Posted by Paul <pa...@waite.net.nz>.
I'm posting this yet again on behalf of myself and a few other users who have
this serious problem, and who have yet to obtain any assistance on it.

Once again, any help or feedback would be appreciated from you folks who
are using and developing with Lucene, and who may have an idea as to what
on earth is going on here.

If there just isn't enough info, or the question is plain stupid, then please
tell me so. If there is something I need to do in debugging it, to get you
more information, then likewise please suggest the best way forward.

Cheers,
Paul.


The problem I have is that when I try to execute an optimize on my Lucene
index I get the following error thrown (see below).

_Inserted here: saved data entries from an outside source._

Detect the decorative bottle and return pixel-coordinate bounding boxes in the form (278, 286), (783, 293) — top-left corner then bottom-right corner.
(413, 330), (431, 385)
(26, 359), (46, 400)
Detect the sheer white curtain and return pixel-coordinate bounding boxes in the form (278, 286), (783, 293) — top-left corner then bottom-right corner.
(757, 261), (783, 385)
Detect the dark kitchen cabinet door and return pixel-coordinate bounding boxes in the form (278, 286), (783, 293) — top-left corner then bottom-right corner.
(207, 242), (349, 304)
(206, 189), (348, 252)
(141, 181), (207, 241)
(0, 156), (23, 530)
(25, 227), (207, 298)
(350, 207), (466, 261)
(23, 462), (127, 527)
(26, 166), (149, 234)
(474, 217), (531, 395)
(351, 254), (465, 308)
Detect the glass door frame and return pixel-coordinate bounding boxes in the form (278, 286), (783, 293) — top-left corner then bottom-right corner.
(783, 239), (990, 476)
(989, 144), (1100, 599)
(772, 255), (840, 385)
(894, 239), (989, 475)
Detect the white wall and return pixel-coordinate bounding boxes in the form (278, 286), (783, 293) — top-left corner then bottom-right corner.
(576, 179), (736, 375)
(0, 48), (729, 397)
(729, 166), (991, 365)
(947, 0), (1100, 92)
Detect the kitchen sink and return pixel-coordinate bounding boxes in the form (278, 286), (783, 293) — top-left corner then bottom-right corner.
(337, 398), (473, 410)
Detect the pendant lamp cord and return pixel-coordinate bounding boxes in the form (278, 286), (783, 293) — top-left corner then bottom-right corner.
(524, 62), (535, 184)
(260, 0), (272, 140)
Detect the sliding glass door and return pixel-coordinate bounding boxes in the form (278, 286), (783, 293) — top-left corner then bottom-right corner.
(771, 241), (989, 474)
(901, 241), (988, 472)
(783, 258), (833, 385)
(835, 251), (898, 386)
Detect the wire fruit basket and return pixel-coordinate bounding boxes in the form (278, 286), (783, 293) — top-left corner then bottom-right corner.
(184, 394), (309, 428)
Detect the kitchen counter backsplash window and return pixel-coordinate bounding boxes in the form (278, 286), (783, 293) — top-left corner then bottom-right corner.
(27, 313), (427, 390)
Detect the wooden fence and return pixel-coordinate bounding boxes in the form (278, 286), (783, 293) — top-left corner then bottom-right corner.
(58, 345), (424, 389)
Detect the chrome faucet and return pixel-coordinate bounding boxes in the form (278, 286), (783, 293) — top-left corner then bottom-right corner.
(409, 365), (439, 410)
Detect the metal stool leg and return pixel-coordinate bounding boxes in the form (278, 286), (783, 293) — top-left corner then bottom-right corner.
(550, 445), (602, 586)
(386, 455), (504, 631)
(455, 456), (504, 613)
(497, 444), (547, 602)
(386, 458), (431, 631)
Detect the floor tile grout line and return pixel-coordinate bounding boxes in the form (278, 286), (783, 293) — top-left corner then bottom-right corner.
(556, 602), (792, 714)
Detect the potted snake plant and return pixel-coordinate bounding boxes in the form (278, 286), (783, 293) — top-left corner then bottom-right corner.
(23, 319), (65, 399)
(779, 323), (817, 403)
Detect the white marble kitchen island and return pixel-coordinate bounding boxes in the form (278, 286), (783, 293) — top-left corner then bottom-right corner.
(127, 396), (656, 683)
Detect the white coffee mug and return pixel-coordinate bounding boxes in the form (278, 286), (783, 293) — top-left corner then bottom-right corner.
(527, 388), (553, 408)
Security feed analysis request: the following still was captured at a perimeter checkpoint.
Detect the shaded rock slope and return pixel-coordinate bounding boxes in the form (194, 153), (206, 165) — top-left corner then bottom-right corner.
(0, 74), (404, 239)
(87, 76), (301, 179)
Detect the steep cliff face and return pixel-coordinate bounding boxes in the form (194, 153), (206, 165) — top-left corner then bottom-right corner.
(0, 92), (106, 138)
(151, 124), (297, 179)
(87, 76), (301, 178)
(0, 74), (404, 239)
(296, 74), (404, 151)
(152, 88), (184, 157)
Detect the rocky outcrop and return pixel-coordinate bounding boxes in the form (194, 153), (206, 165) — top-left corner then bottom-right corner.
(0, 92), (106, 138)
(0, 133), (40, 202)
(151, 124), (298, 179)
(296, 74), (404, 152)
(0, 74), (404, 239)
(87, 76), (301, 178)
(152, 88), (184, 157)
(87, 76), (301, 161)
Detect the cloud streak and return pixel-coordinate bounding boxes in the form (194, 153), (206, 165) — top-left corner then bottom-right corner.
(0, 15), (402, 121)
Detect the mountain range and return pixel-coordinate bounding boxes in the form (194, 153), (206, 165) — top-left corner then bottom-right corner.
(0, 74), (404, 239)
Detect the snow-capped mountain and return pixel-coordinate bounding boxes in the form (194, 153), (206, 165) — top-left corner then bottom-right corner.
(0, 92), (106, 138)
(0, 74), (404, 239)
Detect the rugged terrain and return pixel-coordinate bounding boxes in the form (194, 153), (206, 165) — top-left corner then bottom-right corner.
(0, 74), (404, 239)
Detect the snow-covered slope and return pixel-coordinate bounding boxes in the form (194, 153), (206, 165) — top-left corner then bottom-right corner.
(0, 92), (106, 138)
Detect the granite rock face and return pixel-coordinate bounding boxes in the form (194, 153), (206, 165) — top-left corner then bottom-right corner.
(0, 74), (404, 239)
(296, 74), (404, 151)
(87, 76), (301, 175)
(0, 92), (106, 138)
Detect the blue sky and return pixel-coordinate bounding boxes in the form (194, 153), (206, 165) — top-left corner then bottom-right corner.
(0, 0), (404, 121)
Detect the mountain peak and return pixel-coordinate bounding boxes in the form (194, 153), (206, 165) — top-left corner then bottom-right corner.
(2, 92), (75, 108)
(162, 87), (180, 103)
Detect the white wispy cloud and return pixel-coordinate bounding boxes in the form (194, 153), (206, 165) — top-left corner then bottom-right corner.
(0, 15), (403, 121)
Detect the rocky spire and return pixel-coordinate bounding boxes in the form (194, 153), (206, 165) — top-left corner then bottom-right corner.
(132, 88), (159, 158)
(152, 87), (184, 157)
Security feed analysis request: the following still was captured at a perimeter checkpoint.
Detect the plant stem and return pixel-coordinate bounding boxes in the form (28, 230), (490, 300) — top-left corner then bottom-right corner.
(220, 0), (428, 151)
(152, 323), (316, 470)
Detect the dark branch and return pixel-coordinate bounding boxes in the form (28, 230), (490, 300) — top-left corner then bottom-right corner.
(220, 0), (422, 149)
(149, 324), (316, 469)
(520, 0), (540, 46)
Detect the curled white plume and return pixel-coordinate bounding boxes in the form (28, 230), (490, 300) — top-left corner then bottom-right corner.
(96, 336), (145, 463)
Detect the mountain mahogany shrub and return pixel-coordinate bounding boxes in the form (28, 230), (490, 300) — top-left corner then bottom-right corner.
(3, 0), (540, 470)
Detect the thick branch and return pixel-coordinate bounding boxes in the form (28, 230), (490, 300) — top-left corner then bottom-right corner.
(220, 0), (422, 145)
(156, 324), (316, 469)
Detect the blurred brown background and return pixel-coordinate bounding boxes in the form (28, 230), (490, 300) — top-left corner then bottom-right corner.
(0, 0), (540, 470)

If anyone can help, and the answer requires some digging, then I have the
very index tarred and gzipped for anon FTP access at ftp.catalyst.net.nz (in
the "pub" sub-directory). This is 462Mb, and unpacks to roughly twice that
size. There is also a README file there.

Here is the error I get very quickly when optimize runs:

--- CUT ---
java.lang.ArrayIndexOutOfBoundsException: 111 >= 23
        at java.util.Vector.elementAt(Vector.java(Compiled Code))
        at
 org.apache.lucene.index.FieldsReader.doc(FieldsReader.java(Compiled Code))
        at
 org.apache.lucene.index.FieldsReader.doc(FieldsReader.java(Compiled Code))
        at
org.apache.lucene.index.SegmentReader.document(SegmentReader.java(Compiled
Code))
        at
org.apache.lucene.index.SegmentMerger.mergeFields(SegmentMerger.java(Compiled
Code))
        at org.apache.lucene.index.SegmentMerger.merge(SegmentMerger.java:92)
        at
org.apache.lucene.index.IndexWriter.mergeSegments(IndexWriter.java:473)
        at org.apache.lucene.index.IndexWriter.optimize(IndexWriter.java:354)
        at nz.net.catalyst.lucene.server.Optimize.execute(Optimize.java:80)
        at nz.net.catalyst.lucene.server.Control.optimize(Control.java:87)
        at nz.net.catalyst.lucene.server.Control.execute(Control.java:49)
        at nz.net.catalyst.lucene.server.Dialogue.process(Dialogue.java:111)
        at
 nz.net.catalyst.lucene.server.Session.communicate(Session.java:125) at
 nz.net.catalyst.SocketClient.run(SocketClient.java:70)
        at java.lang.Thread.run(Thread.java:512)
--- CUT ---

This was actually thrown by Lucene v1.4-rc2, which I was testing to see if it
solved my problem. I am currently running v1.3-Final on my live site and this
does the same thing. This is running on Debian Linux, Woody, and is using the
IBM Runtime Environment for Linux Java(TM) 2 Technology Edition, Version
1.3.1, JRE.

It should be noted that I have had this problem before, and I solved it by
completely re-indexing the article set from scratch (starting with no index
 at all). After that process, the optimize worked fine. Then somewhere along
 the line of many days indexing new articles, and doing an optimise every day
 at about 3.30am, the problem has returned.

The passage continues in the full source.